- Born: United Kingdom
- Occupation: Television director
- Years active: Red Dwarf Microsoap The Lenny Henry Show
- Parent(s): Val May, Penelope May

= Juliet May =

British television director

Juliet May is a British television director. She has directed television shows such as Dalziel and Pascoe, Hope and Glory, New Tricks and Miranda.

==Personal life==
Juliet is the daughter of Val May, the theatre director, and his first wife, Penelope (formerly Rish).

==Career==
May co-directed the television series The Lenny Henry Show in the 1980s.

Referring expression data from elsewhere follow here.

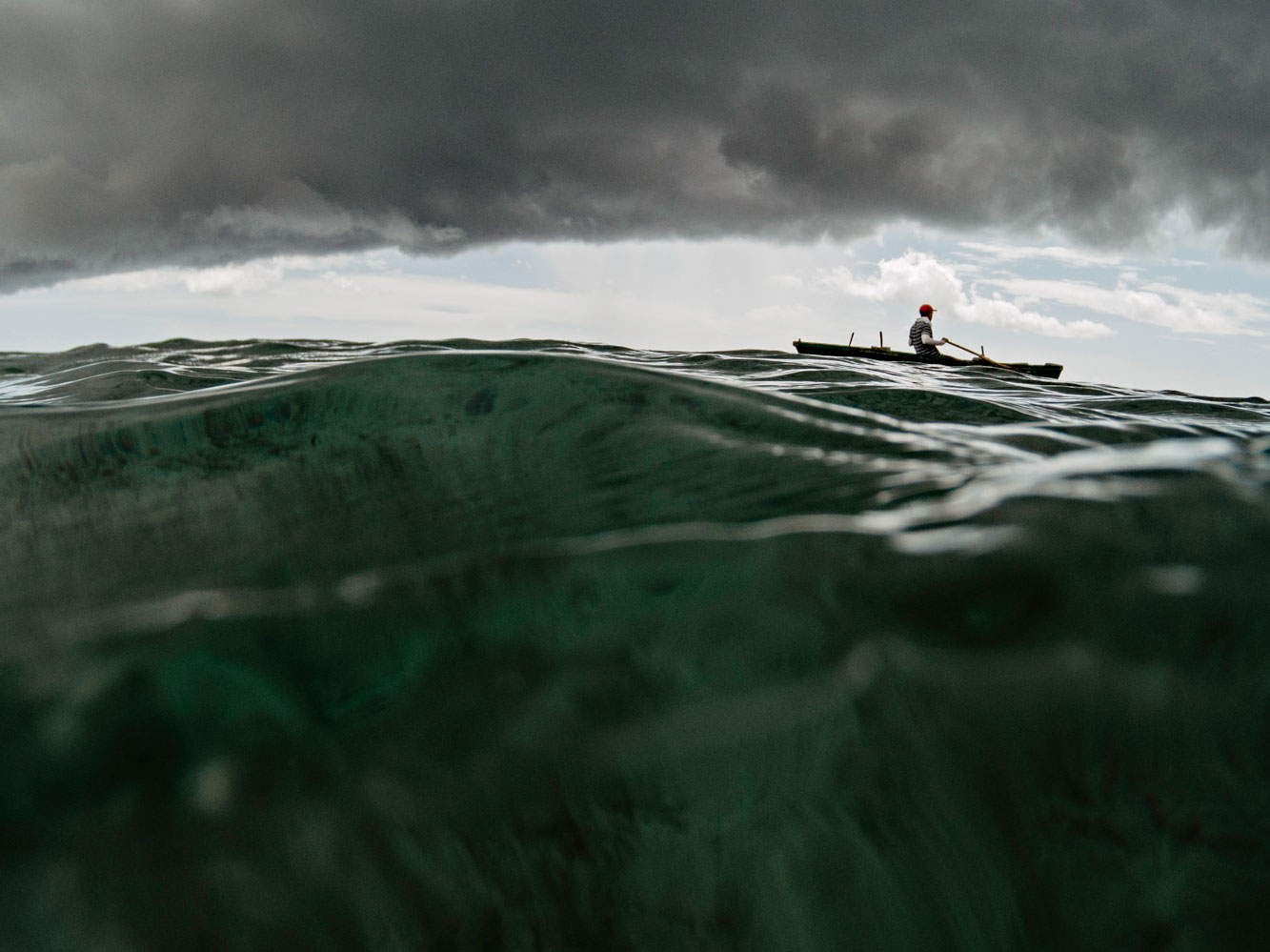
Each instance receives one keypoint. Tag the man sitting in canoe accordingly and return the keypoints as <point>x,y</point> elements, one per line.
<point>919,334</point>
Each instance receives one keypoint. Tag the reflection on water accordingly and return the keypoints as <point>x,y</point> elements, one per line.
<point>312,644</point>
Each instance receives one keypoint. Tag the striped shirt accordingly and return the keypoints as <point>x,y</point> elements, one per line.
<point>922,326</point>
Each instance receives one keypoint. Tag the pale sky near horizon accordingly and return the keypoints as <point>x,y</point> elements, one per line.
<point>1189,324</point>
<point>1081,182</point>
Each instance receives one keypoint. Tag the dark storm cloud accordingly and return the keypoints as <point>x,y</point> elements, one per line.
<point>195,132</point>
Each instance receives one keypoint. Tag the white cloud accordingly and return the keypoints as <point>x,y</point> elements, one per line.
<point>921,277</point>
<point>1163,305</point>
<point>1059,254</point>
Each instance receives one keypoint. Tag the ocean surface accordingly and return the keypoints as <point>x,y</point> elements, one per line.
<point>548,646</point>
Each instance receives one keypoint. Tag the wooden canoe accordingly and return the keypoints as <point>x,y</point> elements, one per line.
<point>838,350</point>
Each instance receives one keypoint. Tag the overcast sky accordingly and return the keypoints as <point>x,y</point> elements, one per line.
<point>1078,174</point>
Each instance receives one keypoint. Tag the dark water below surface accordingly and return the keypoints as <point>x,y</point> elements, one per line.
<point>317,646</point>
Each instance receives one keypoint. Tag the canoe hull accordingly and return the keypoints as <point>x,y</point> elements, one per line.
<point>837,350</point>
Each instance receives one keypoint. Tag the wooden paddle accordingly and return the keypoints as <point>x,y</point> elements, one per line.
<point>984,358</point>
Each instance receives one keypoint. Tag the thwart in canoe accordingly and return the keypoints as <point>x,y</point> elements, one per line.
<point>838,350</point>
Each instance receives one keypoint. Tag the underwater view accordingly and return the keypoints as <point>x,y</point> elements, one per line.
<point>538,644</point>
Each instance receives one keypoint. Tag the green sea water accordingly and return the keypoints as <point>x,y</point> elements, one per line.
<point>549,646</point>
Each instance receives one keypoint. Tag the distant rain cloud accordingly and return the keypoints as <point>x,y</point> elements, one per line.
<point>187,132</point>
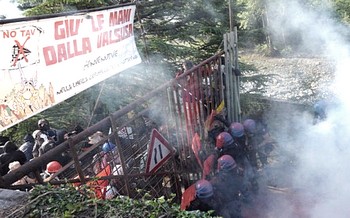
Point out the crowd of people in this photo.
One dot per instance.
(235, 153)
(34, 145)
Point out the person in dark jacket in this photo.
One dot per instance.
(11, 154)
(27, 146)
(205, 199)
(228, 185)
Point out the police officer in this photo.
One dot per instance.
(205, 199)
(228, 184)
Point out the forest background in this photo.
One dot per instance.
(168, 32)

She oversaw all eight episodes of Heil Honey I'm Home! in 1990, a sitcom featuring Adolf Hitler and Eva Braun for British Satellite Broadcasting in 1990; only the pilot was ever transmitted. In 1995, she was nominated for a BAFTA award for Rory Bremner, Who Else?, and won a BAFTA Children's Award in 1999 for Microsoap produced by Andy Rowley, with whom May has collaborated on a number of productions. She directed all twelve episodes of Steven Moffat's 1997 school-based sitcom Chalk. She then directed Robert Bathurst in My Dad's the Prime Minister, and Dawn French and Catherine Tate in Wild West. She also directed some episodes of series V of Red Dwarf. May found it challenging to work with the science fiction elements of Red Dwarf and left before the series was finished, the remaining episodes were directed by Rob Grant and Doug Naylor. In 2008, she directed the BBC film Dustbin Baby. May then directed the BBC sitcom Miranda, starring Miranda Hart. In 2015, May directed episodes 3, 4 and 6 of British television drama series Ordinary Lies, for BBC One.